PERCHÉ IL TIZIO DELLA SERA È IL TIZIO DELLA SERA

A che servono le origini 

Nel recente premio letterario, il Tizio non ha avuto preferenze perché non ha letto nessuno dei romanzi finalisti. Del resto è difficile avere preferenze per un romanzo dato che il suo scrittore appartiene alla cerchia da cui anche il Tizio ha origine, pur restando il fatto che il vincitore ha avuto a suo tempo successo a causa della rivendicazione, nella finzione letteraria ricalcata sulla propria vita, di non appartenere alla cerchia per non esservi stato ammesso, e  avendo sviluppato verso di essa un complesso rapporto di simpatia alla rovescia che sfuma in mite avversione tribale. Nella propria verosimile finzione letteraria, costui apparterrebbe alla cerchia senza volervi appartenere, mentre nella realtà la cerchia lo accoglie a braccia aperte, e altrettanto fa la nazione intorno alla cerchia, commossa da quel suo primo romanzo che finalmente denunciava la danarosa prosaicità della cerchia a cui l’io narrante non voleva appartenere desiderando tuttavia appartenervi senza appartenervi, tanto nella realtà quello era solo un romanzo che stroncava un’intera comunità i cui appartenenti sono tutti pantalonai ricchissimi e corrono dietro alle femmine. La verità è che il Tizio non ha letto i romanzi della cinquina perché tutti insieme verrebbero sui cento euro. Peccato, perché se li avesse letti avrebbe potuto anche lui fare il tifo per un romanzo indipendentemente dal romanzo e avrebbe capito che le origini servono a dividersi dagli altri.

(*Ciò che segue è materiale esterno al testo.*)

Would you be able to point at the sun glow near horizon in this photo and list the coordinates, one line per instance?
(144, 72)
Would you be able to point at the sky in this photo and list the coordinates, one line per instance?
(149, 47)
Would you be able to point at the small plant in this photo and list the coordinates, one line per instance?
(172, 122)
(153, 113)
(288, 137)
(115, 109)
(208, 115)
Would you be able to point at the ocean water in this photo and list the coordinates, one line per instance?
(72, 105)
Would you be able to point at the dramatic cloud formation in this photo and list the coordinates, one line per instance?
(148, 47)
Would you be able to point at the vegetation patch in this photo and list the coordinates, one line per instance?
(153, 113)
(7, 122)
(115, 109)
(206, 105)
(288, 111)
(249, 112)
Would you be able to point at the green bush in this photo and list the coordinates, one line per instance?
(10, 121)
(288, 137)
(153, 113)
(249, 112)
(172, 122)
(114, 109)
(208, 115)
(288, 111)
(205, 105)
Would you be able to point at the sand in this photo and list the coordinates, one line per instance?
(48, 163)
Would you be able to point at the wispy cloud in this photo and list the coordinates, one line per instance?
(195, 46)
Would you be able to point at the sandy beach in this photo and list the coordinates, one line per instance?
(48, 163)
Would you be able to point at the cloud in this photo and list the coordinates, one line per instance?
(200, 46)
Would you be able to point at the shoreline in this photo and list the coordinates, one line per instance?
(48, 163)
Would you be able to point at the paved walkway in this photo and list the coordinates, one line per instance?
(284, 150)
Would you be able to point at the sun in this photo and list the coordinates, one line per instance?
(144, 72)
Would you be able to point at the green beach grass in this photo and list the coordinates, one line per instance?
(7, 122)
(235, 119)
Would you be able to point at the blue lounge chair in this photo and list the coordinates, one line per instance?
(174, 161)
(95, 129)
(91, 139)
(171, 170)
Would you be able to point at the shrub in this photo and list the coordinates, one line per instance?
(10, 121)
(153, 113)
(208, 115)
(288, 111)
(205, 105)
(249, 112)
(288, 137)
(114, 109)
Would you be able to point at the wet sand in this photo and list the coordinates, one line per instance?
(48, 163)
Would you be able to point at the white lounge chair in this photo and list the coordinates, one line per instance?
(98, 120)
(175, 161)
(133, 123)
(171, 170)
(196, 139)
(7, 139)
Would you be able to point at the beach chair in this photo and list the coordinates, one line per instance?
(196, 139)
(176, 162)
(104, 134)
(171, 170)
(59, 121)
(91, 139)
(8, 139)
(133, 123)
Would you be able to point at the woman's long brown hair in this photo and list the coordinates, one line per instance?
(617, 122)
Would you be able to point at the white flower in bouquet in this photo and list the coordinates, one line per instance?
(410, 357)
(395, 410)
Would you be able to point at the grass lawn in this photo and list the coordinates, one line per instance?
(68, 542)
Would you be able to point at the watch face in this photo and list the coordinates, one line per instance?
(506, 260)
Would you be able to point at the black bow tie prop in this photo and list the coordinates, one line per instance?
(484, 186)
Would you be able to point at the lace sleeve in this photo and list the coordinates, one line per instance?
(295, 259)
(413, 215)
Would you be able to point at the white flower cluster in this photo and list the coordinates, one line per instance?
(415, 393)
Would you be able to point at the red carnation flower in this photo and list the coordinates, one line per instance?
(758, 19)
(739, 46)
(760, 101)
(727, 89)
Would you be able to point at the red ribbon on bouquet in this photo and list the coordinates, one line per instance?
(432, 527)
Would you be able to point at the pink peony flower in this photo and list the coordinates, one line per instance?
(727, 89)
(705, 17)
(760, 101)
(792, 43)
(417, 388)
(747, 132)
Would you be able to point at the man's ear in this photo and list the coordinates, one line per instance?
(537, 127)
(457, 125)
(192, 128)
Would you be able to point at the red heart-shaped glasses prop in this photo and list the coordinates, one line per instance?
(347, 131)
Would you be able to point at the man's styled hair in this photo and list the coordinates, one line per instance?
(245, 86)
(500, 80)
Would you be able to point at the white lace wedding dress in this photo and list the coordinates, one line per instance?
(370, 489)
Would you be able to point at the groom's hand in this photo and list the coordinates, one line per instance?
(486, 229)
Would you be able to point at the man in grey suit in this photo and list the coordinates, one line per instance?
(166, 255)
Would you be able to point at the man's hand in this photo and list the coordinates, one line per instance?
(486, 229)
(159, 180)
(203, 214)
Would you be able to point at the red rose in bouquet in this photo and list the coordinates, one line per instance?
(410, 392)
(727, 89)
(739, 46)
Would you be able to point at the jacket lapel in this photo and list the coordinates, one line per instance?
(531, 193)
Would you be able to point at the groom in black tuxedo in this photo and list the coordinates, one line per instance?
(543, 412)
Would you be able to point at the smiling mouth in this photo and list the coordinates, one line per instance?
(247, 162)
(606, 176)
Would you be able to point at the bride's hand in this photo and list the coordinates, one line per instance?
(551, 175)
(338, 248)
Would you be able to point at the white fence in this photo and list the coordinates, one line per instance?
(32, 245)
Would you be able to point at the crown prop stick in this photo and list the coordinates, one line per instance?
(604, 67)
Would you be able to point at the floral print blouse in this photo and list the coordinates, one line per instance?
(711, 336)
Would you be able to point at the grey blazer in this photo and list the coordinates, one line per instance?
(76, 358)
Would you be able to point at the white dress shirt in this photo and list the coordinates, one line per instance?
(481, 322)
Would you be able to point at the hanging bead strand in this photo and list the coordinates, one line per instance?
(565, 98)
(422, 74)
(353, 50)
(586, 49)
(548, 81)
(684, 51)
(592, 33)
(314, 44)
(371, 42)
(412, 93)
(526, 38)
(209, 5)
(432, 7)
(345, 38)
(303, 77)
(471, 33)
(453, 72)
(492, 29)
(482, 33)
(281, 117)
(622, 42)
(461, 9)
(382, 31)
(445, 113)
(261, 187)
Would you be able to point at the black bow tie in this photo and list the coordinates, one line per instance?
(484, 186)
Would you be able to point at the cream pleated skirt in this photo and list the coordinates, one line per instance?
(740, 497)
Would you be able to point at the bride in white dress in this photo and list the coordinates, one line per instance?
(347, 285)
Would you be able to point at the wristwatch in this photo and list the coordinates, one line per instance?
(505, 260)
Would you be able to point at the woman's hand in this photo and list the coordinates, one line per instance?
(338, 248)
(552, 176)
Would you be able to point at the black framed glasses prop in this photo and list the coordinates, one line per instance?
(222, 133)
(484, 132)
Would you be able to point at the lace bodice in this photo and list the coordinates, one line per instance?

E nessuno, lasciatemelo dire, nessuno riesce a bucare un pallone gonfiato con l’eleganza del Tizio della Sera.

barbara

  1. Poffarbacco, Barbara.. e poi accusano me di “attività oscene” mentali.. capito mi hai?! 😉
    O forse sei troooppo profonda, per me..
    Ho dovuto rileggere tre volte, ma qualcosina ho capito: che l’affermazione conclusiva MI PIACE!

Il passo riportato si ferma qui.